Partner with a research university
Several states—including Maryland, Pennsylvania, and Washington—have established partnerships with research universities to provide training and technical assistance to staff and providers. These implementation centers can help support community readiness assessments, provide training and technical assistance on evidence-based programs, and oversee monitoring and quality improvement efforts.21 For example, the Institute for Innovation and Implementation at the University of Maryland was established in 2005 and is funded to provide training, implementation support, and evaluation services for select evidence-based programs across multiple policy areas, including juvenile justice and child welfare. The institute also provides technical assistance and project management support to state agencies engaged in statewide initiatives. “It’s important to have multiple state and local agencies on board as well as the provider community. … Collaboration across agencies is important in order to coordinate existing efforts, develop new strategies, and make sure that everyone is getting the same information,” said Jennifer Mettrick, director of implementation services at the institute.22
In Pennsylvania, the Evidence-based Prevention and Intervention Support Center, or EPISCenter, provides technical assistance to communities and service providers to support the implementation of evidence-based prevention and intervention programs. Since 2008, the center—a partnership between the state Commission on Crime and Delinquency and Pennsylvania State University, with funding from the commission and from the state Department of Human Services—has assisted in the establishment of nearly 300 evidence-based program replications in more than 120 communities throughout the state. Experts from the center provide technical assistance to local staff on implementation, evaluation, and sustainability, and help develop the infrastructure to monitor the program for fidelity to its original design.

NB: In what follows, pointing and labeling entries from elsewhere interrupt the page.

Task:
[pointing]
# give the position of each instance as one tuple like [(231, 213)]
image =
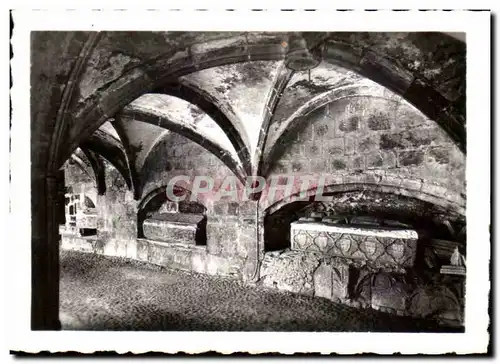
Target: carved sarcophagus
[(379, 245), (176, 228)]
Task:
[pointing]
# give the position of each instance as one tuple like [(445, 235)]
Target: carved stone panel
[(382, 246), (173, 228)]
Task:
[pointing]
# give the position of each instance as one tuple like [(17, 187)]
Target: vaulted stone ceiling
[(233, 93)]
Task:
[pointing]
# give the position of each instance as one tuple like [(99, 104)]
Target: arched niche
[(157, 203), (365, 207)]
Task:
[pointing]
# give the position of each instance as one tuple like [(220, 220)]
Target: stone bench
[(176, 228), (382, 246)]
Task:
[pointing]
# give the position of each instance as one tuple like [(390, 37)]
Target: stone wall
[(231, 225), (403, 293), (373, 140), (117, 216)]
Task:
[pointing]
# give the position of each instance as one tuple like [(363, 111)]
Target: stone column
[(45, 253)]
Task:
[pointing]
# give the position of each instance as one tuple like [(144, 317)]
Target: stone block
[(357, 162), (349, 145), (199, 261), (175, 228), (350, 124), (439, 154), (335, 146), (380, 246), (331, 280), (369, 144), (223, 266), (142, 250), (170, 256), (289, 271), (379, 121), (411, 158), (214, 238), (389, 293), (338, 164)]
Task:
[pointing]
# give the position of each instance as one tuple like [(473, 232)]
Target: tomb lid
[(178, 218)]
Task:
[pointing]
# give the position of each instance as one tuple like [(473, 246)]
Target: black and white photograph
[(235, 181)]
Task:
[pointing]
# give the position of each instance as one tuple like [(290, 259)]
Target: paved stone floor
[(102, 293)]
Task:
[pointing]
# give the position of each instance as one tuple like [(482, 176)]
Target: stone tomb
[(381, 246), (176, 228)]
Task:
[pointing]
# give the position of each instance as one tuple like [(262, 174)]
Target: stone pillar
[(45, 253)]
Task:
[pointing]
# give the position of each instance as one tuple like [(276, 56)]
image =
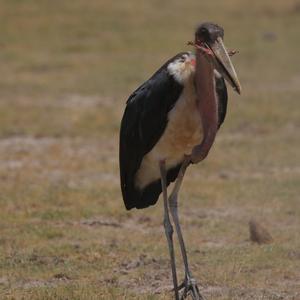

Develop an evidence-based unit or division
Another option used by some states and localities is to establish specialized units within agencies that are charged with providing training as well as overseeing program implementation. These partnerships and units can help governments develop in-house expertise for a range of programs.
For example, Colorado’s Evidence-Based Practices Implementation for Capacity (EPIC) Resource Center is a collaborative effort of five agencies working in the state’s adult and juvenile justice systems. The center was created by the Colorado Commission on Criminal and Juvenile Justice in 2009 and formalized through legislation in 2013.23 Housed in the Division of Criminal Justice within the Department of Public Safety, the nine-person staff provides assistance to support effective implementation of evidence-based practices.